After 15 years in the oil and gas industry and with two young children, the Naguses moved back to Saskatchewan to be closer to family. “Our daughters needed to know their aunts, uncles, and grandparents,” he says.

Nagus took on a job in forestry with Weyerhauser as a maintenance planner for a new oriented strand board (OSB) mill being constructed in Hudson Bay. Nagus says, “The very first OSB mill in the world was built in the community in 1960 and was still in operation, and the company was now building a new OSB mill to replace it.” There was also a plywood mill in the community.

The family stayed in Hudson Bay for eight years. Nagus says, “We never planned to leave, but as cyclical things go, the forestry industry started to decline in 2007. The plywood mill, the old OSB mill and other mills in the province closed. Then the housing crash in the United States hit in 2007 and in 2008 our new plant was shut down indefinitely.”

Weyerhaeuser treated its employees well and some like Nagus still managed to keep their jobs as the plant was placed in a quiet state waiting for when production would return.

“I said to Carole-Anne (his wife), that while Weyerhauser is keeping us on, there is no guarantee how long they can keep that up.” We loved Hudson Bay and the people there and during this time an opportunity came up with Bruce Power. After a telephone interview, Bruce Power offered to fly him and his family out for a formal interview and to see the operation. Nagus says,” off we went, and we are still here”.
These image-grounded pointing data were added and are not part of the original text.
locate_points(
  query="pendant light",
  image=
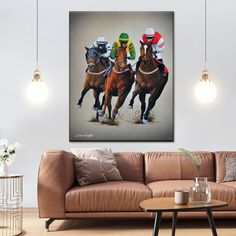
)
(37, 91)
(205, 90)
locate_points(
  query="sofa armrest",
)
(55, 177)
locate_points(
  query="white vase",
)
(201, 192)
(3, 168)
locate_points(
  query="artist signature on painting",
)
(88, 136)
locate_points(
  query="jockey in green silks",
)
(124, 41)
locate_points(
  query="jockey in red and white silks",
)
(156, 40)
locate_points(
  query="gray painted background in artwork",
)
(85, 27)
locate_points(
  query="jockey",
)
(124, 41)
(104, 50)
(156, 40)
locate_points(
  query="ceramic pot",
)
(201, 192)
(3, 168)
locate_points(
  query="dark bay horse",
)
(118, 83)
(95, 78)
(149, 80)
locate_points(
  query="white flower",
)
(2, 152)
(8, 152)
(17, 145)
(3, 142)
(11, 148)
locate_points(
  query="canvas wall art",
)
(121, 76)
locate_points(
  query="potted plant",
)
(7, 154)
(200, 190)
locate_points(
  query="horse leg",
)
(120, 101)
(142, 97)
(153, 98)
(131, 103)
(103, 100)
(135, 93)
(109, 110)
(96, 94)
(85, 90)
(151, 103)
(107, 102)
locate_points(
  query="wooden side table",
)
(166, 204)
(11, 199)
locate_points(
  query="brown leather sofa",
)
(152, 174)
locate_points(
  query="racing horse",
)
(149, 80)
(95, 77)
(119, 83)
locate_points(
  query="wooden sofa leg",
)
(47, 223)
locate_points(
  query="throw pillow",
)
(230, 169)
(103, 158)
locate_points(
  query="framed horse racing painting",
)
(121, 76)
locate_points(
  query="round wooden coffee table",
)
(166, 204)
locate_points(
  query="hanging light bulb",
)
(205, 90)
(37, 91)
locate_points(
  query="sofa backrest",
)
(130, 165)
(220, 164)
(174, 166)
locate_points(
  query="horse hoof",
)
(145, 121)
(100, 114)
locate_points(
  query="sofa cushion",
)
(231, 184)
(94, 165)
(220, 164)
(108, 196)
(130, 165)
(174, 166)
(220, 192)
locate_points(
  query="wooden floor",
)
(33, 226)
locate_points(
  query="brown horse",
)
(149, 80)
(95, 78)
(118, 83)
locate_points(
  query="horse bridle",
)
(96, 60)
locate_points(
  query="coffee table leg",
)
(174, 220)
(211, 222)
(157, 223)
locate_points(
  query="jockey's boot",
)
(163, 69)
(138, 64)
(132, 73)
(108, 67)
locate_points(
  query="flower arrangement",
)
(194, 160)
(8, 151)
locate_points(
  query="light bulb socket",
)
(37, 76)
(205, 75)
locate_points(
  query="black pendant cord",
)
(37, 33)
(205, 32)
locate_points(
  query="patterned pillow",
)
(94, 165)
(230, 169)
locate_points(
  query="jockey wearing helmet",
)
(156, 40)
(104, 49)
(124, 41)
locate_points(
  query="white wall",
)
(38, 128)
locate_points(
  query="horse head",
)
(121, 59)
(146, 52)
(92, 57)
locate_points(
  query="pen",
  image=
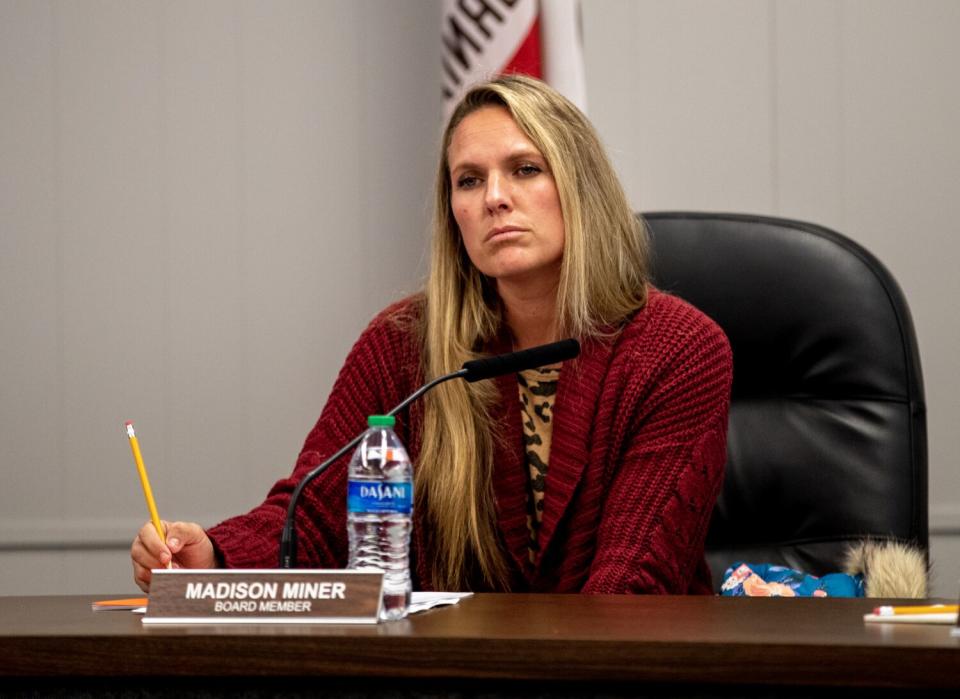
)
(917, 609)
(145, 482)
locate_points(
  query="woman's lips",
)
(503, 232)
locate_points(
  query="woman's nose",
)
(497, 193)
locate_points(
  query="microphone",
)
(475, 370)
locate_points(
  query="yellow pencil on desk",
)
(917, 609)
(914, 614)
(145, 482)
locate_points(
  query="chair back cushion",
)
(827, 437)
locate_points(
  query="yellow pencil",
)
(916, 609)
(145, 482)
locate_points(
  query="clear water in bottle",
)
(379, 512)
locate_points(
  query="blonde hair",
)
(603, 280)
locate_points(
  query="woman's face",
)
(505, 200)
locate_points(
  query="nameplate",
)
(182, 596)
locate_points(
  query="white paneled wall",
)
(201, 204)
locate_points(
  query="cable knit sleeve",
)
(373, 379)
(667, 460)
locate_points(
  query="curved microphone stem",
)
(288, 540)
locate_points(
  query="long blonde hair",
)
(603, 280)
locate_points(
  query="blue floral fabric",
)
(764, 580)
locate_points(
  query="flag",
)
(485, 38)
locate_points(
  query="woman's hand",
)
(187, 546)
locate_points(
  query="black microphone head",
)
(513, 362)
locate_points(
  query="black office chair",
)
(827, 442)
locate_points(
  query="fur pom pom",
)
(889, 568)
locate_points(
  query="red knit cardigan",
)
(636, 463)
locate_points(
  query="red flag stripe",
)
(527, 59)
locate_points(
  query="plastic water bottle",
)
(379, 511)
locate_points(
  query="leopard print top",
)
(538, 388)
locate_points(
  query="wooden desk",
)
(509, 643)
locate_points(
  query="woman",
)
(595, 476)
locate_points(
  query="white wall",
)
(201, 204)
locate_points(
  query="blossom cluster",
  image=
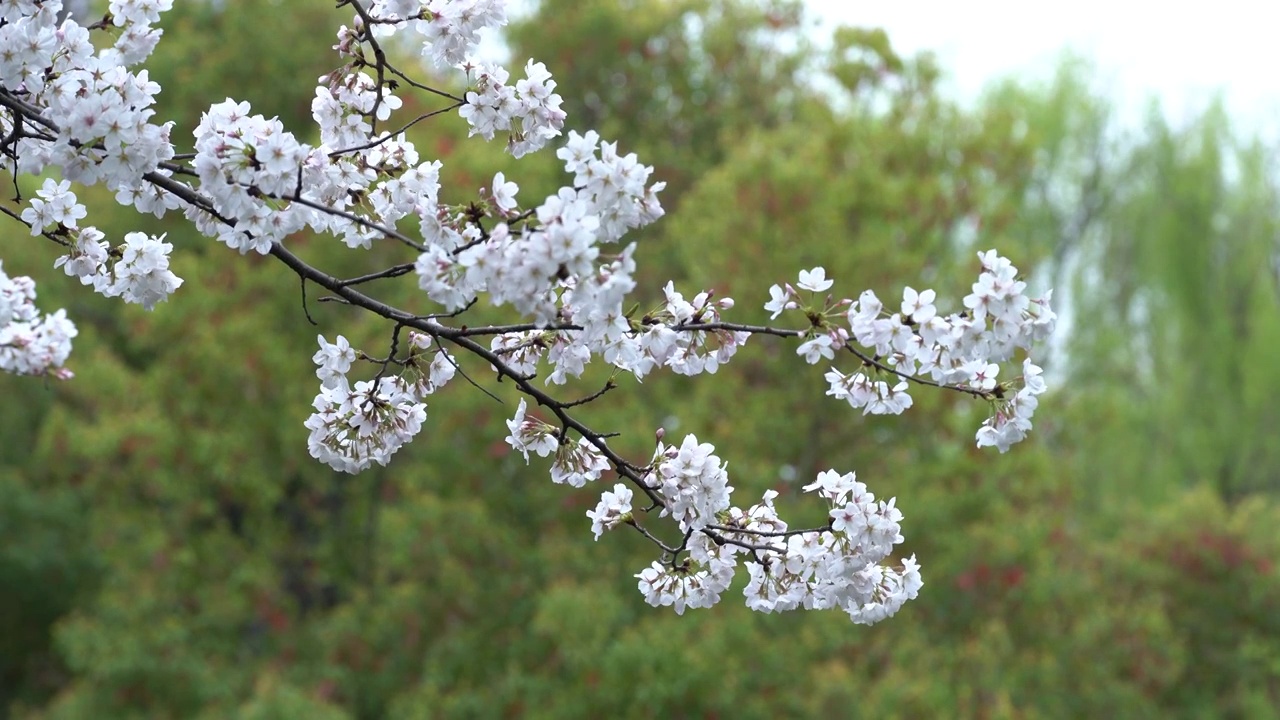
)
(31, 343)
(839, 566)
(960, 350)
(357, 424)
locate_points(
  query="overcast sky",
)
(1182, 51)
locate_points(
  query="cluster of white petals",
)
(841, 566)
(31, 343)
(357, 424)
(963, 349)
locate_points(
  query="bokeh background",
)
(168, 550)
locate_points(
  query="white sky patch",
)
(1180, 53)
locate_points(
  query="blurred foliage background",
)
(168, 550)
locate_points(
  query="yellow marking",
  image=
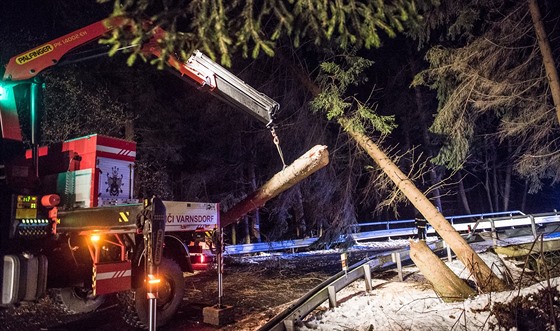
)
(33, 54)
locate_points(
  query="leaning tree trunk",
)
(445, 282)
(313, 160)
(548, 59)
(486, 280)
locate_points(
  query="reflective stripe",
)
(118, 151)
(113, 274)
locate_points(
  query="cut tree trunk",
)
(313, 160)
(445, 282)
(485, 279)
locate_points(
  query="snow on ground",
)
(408, 306)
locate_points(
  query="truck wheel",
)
(76, 300)
(170, 295)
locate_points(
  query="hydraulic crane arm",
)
(198, 69)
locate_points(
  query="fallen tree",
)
(445, 282)
(485, 278)
(313, 160)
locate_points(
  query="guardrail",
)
(327, 290)
(406, 228)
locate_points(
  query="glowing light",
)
(153, 279)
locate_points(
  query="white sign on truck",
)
(191, 216)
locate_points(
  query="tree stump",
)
(444, 281)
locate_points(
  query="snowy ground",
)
(413, 305)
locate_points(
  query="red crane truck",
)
(69, 225)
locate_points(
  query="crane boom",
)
(198, 69)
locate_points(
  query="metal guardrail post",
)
(332, 296)
(367, 277)
(494, 233)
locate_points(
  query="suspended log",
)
(445, 282)
(313, 160)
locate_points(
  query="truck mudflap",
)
(113, 219)
(24, 278)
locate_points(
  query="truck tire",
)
(75, 300)
(170, 296)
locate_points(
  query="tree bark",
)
(486, 280)
(445, 282)
(313, 160)
(548, 60)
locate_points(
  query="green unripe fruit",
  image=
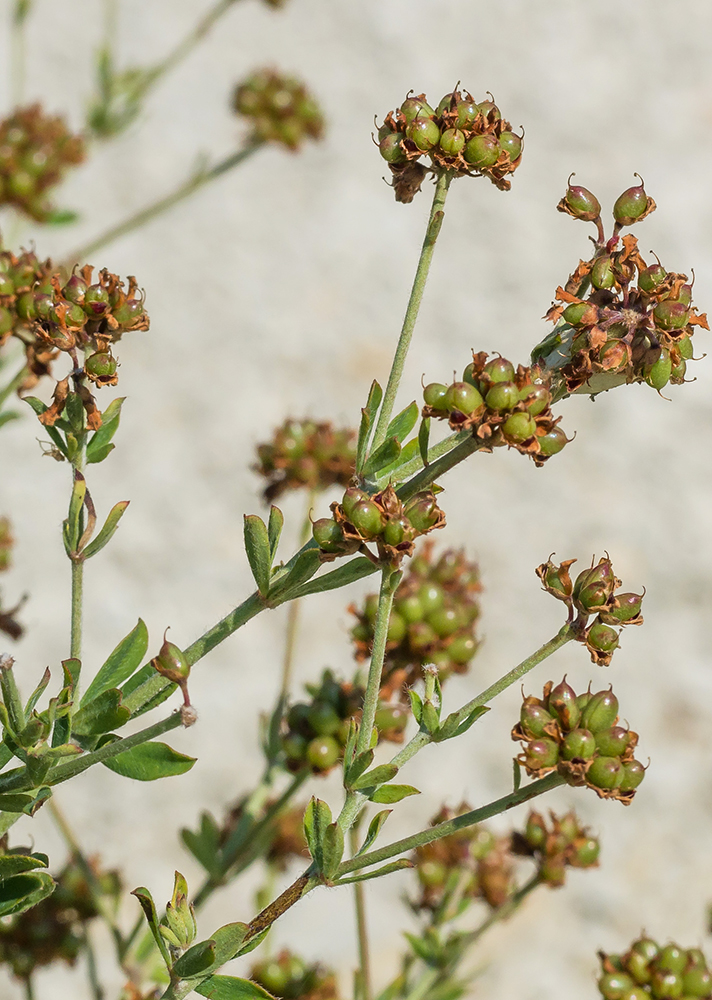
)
(669, 315)
(391, 149)
(327, 534)
(578, 743)
(463, 397)
(600, 712)
(659, 374)
(323, 719)
(452, 141)
(602, 637)
(651, 278)
(367, 518)
(541, 754)
(462, 649)
(502, 396)
(510, 143)
(536, 398)
(323, 752)
(431, 597)
(552, 442)
(434, 395)
(519, 427)
(499, 370)
(605, 772)
(612, 742)
(424, 133)
(482, 151)
(602, 273)
(633, 774)
(534, 719)
(445, 622)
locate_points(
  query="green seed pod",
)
(658, 375)
(540, 754)
(482, 151)
(391, 149)
(552, 443)
(511, 143)
(605, 772)
(519, 427)
(602, 275)
(669, 315)
(434, 395)
(502, 396)
(534, 718)
(579, 743)
(633, 774)
(452, 141)
(424, 133)
(600, 712)
(323, 752)
(463, 397)
(612, 742)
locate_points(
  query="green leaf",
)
(231, 988)
(257, 547)
(150, 761)
(394, 866)
(388, 794)
(368, 415)
(121, 664)
(108, 531)
(424, 439)
(21, 892)
(384, 455)
(101, 715)
(379, 775)
(402, 424)
(374, 828)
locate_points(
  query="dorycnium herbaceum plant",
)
(620, 317)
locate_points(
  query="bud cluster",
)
(593, 592)
(55, 928)
(279, 108)
(304, 454)
(578, 736)
(461, 136)
(381, 518)
(434, 620)
(35, 151)
(288, 977)
(647, 969)
(564, 844)
(500, 405)
(619, 319)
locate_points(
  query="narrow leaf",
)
(149, 761)
(274, 530)
(258, 551)
(107, 532)
(388, 794)
(121, 664)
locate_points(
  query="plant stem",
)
(435, 221)
(452, 826)
(198, 180)
(365, 992)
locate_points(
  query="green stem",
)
(452, 826)
(198, 180)
(435, 221)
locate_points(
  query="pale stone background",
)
(280, 291)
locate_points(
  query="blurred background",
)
(278, 291)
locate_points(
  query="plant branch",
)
(435, 222)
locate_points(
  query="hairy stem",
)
(194, 183)
(411, 314)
Bruce Power hired Nagus as a section manager after control maintenance for Bruce B. He spent time later as assistant maintenance manager at Bruce B and then as assistant maintenance manager at Bruce A. When Bruce Power began the refurbishment of the site, Nagus moved into a role as a construction manager for the next six years. Now, he holds the position of construction manager in labour relations.

“Bruce Power has about 4,000 permanent employees that work on site,” Nagus says. “On the construction side with our vendor partners, we have up to 3,000 trades on site at peak. This includes millwrights, electricians, pipe fitters and many others pushing the total number close to 11,000 as we progress through our refurbishment of the site. It is a fully unionized work-force on site and numerous issues arise.

 “Never did I think I would be working for a nuclear power plant or move to Ontario when I started the Instrumentation program at STI in Moose Jaw. One thing you learn is that where you start your career and what you do, may and most likely will change. As a manager, I am no longer working on the trades directly, however, everything I did up till this point has led me here.”

Nagus received his 15-year service award with Bruce Power, the longest he has worked anywhere. Nagus says, “Bruce Power is a great company to work for and I’m excited about the future of the company as we refurbish the site and investigate a new build to safely operate out to 2064.”